Alternative Approach: Two Pointers

Modify the string in-place using two pointers for reduced space complexity.

Algorithm Steps

  1. Convert string to character array
  2. Initialize two pointers: writer (current position) and count (consecutive count)
  3. Iterate with reader pointer:
    • If same as previous: increment count
    • Else: reset count to 1
    • If count < 3: write character and advance writer
  4. Return substring up to writer index

Complexity Analysis

Time Complexity Space Complexity
O(n) O(1) extra space (in-place modification)
Two Pointers Solution 
class Solution {
public:
    string makeFancyString(string s) {
        int writer = 0, count = 0;
        for (int reader = 0; reader < s.size(); ++reader) {
            if (reader > 0 && s[reader] == s[reader-1]) {
                count++;
            } else {
                count = 1;
            }
            if (count < 3) {
                s[writer++] = s[reader];
            }
        }
        return s.substr(0, writer);
    }
};
class Solution {
    public String makeFancyString(String s) {
        char[] chars = s.toCharArray();
        int writer = 0, count = 0;
        for (int reader = 0; reader < chars.length; reader++) {
            if (reader > 0 && chars[reader] == chars[reader-1]) {
                count++;
            } else {
                count = 1;
            }
            if (count < 3) {
                chars[writer++] = chars[reader];
            }
        }
        return new String(chars, 0, writer);
    }
}
class Solution:
    def makeFancyString(self, s: str) -> str:
        chars = list(s)
        writer = 0
        count = 0
        for reader in range(len(chars)):
            if reader > 0 and chars[reader] == chars[reader-1]:
                count += 1
            else:
                count = 1
            if count < 3:
                chars[writer] = chars[reader]
                writer += 1
        return ''.join(chars[:writer])
Implementation Note: This approach modifies the string in-place, reducing space complexity to O(1) extra space (excluding input storage).

Edge Cases and Testing

1. Short Strings (Length < 3)

Input: "a" → Output: "a"
Input: "aa" → Output: "aa"

2. No Consecutive Triplets

Input: "abc" → Output: "abc"

3. Multiple Consecutive Groups

Input: "aaaabbbcccddd" → Output: "aabbccdd"

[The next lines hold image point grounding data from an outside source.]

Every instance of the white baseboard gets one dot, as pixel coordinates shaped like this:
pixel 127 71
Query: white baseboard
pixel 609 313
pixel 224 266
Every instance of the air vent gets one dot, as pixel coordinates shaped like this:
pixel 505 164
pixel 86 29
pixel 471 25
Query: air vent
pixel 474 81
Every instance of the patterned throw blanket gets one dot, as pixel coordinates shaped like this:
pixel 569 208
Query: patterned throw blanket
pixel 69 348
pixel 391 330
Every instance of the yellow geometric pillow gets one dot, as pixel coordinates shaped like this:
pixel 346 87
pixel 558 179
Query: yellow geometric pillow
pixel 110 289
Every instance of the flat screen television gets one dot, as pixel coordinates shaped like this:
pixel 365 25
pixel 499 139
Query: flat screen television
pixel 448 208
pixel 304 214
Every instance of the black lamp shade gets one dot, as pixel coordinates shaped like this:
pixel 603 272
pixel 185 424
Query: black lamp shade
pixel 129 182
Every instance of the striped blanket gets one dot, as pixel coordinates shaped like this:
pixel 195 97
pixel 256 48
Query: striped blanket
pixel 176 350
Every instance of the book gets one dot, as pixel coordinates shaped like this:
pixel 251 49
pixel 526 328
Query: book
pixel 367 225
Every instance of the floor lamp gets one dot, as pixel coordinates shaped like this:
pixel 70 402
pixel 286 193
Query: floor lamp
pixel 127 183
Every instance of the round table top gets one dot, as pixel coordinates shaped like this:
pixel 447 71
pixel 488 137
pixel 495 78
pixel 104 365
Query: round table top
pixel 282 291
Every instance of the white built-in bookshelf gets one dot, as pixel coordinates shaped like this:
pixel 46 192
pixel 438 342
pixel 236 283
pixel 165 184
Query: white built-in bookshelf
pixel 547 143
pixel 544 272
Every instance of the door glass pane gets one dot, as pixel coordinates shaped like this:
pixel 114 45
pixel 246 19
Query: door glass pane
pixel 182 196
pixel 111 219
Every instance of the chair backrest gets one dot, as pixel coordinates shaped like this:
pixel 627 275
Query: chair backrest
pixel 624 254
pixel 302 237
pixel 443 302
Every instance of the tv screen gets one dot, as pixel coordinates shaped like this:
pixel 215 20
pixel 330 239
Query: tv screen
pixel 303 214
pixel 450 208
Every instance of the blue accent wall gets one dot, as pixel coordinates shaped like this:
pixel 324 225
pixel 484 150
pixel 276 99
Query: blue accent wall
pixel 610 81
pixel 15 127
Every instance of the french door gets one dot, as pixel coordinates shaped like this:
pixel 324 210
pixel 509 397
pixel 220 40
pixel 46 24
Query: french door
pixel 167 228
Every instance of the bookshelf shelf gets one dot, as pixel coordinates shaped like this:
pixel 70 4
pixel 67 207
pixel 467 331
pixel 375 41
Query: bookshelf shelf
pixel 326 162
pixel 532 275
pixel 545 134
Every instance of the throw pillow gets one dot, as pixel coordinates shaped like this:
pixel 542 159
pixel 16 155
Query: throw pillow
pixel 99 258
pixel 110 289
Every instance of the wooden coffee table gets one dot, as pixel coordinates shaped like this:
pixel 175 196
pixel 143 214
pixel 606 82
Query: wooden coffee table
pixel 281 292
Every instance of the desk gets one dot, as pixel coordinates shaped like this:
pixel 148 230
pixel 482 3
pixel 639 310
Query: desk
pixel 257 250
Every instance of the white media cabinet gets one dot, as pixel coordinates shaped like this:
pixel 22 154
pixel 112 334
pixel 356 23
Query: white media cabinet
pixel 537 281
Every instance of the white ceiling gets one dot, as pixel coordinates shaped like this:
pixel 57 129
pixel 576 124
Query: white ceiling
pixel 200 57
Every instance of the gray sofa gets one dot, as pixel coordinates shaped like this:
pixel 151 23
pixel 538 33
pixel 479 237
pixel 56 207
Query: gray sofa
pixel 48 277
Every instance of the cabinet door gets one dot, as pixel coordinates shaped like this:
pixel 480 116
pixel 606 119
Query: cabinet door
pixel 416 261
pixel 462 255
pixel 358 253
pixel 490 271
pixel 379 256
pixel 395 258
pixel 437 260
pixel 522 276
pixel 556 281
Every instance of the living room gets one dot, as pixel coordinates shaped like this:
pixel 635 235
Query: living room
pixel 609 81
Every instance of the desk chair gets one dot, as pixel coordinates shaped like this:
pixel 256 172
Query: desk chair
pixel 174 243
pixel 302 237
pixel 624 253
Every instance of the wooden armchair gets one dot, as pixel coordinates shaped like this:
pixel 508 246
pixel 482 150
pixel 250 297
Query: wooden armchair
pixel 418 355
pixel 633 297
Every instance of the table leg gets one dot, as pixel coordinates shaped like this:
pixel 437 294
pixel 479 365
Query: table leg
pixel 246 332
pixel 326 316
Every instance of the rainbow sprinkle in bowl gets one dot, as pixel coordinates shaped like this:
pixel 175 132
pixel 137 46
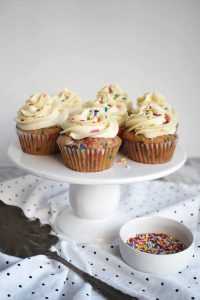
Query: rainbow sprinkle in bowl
pixel 173 253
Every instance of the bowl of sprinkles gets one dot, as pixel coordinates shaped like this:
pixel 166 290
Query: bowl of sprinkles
pixel 156 245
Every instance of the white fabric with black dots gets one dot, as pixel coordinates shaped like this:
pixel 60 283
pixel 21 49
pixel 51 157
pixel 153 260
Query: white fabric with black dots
pixel 41 278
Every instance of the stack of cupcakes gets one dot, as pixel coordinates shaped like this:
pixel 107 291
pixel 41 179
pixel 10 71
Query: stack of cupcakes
pixel 90 135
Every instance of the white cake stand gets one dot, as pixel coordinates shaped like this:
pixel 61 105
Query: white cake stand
pixel 94 197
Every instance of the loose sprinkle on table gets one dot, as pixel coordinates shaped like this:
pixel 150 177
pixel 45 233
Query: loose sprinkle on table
pixel 155 243
pixel 122 160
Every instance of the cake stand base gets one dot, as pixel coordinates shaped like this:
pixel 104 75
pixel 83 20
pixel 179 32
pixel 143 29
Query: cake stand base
pixel 94 197
pixel 68 226
pixel 94 216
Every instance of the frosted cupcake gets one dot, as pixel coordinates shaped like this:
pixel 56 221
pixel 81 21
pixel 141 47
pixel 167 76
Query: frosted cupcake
pixel 89 141
pixel 69 100
pixel 38 124
pixel 150 136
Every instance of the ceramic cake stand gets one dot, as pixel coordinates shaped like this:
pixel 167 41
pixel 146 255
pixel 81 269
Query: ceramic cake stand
pixel 94 197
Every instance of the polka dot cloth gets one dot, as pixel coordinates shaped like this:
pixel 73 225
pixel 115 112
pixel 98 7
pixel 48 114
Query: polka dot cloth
pixel 40 278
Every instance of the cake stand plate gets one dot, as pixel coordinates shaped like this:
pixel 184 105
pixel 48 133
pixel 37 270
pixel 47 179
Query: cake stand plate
pixel 94 197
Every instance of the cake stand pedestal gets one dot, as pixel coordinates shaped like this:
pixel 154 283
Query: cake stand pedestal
pixel 94 197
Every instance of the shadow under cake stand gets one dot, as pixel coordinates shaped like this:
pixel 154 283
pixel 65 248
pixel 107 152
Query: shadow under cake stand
pixel 94 197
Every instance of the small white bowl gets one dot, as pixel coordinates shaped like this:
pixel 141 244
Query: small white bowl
pixel 156 263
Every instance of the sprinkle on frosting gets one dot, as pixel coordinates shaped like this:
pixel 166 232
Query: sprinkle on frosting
pixel 116 93
pixel 69 100
pixel 91 122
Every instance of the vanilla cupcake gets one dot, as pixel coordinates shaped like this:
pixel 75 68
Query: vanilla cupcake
pixel 89 141
pixel 150 136
pixel 38 124
pixel 69 100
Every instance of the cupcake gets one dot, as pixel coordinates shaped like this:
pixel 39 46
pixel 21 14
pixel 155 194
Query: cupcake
pixel 38 125
pixel 69 100
pixel 150 136
pixel 89 141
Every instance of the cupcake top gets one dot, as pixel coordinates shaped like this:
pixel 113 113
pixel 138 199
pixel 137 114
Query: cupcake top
pixel 151 119
pixel 117 111
pixel 156 98
pixel 40 111
pixel 114 92
pixel 69 100
pixel 90 123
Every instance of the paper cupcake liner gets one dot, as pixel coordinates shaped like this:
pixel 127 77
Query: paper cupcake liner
pixel 157 153
pixel 38 144
pixel 88 160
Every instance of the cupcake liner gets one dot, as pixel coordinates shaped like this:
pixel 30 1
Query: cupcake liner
pixel 88 160
pixel 38 143
pixel 149 153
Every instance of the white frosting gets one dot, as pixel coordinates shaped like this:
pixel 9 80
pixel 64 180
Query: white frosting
pixel 40 111
pixel 114 92
pixel 92 122
pixel 152 120
pixel 69 100
pixel 156 98
pixel 116 110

4. All Identical Characters

Input: "aaaaa" → Output: "aa"

5. Mixed Characters

Input: "aabbccddeee" → Output: "aabbccddee"
Warning: Always test with maximum length input (105 characters) to ensure O(n) performance.

Frequently Asked Questions

1. Why is the result guaranteed to be unique?

Because we always keep the first two characters in any consecutive sequence and remove subsequent duplicates, maintaining the original order.

2. Can this be solved with regular expressions?

Yes, but regex would be inefficient for large inputs: re.sub(r'(.)\1{2,}', r'\1\1', s). Not suitable for n=105.

3. How does the two-pointer method save space?

It modifies the input character array in-place, using only O(1) extra space for pointers and counters.

4. What if the string has Unicode characters?

The algorithm works the same since it compares characters directly. Only storage would be affected.

5. Why not use a stack?

A stack would work but would use O(n) space without advantages over the simpler iterative approaches.

6. Can we achieve O(1) space without modifying input?

No, since strings are immutable in some languages. The two-pointer approach requires character array conversion.

7. How to handle empty strings?

The constraint ensures n ≥ 1, so no special handling is needed.

8. Is there a recursive solution?

Possible but impractical for large n due to stack overflow and O(n) space complexity.

9. How to extend this to k consecutive characters?

Change the constant 3 to k and adjust conditionals accordingly.

10. Why is this problem categorized as easy?

Because the optimal solution requires only a single pass with simple condition checks.

Final Insight: This problem demonstrates how careful iteration with state tracking can efficiently solve string modification tasks. The two-pointer approach optimizes space while maintaining clarity.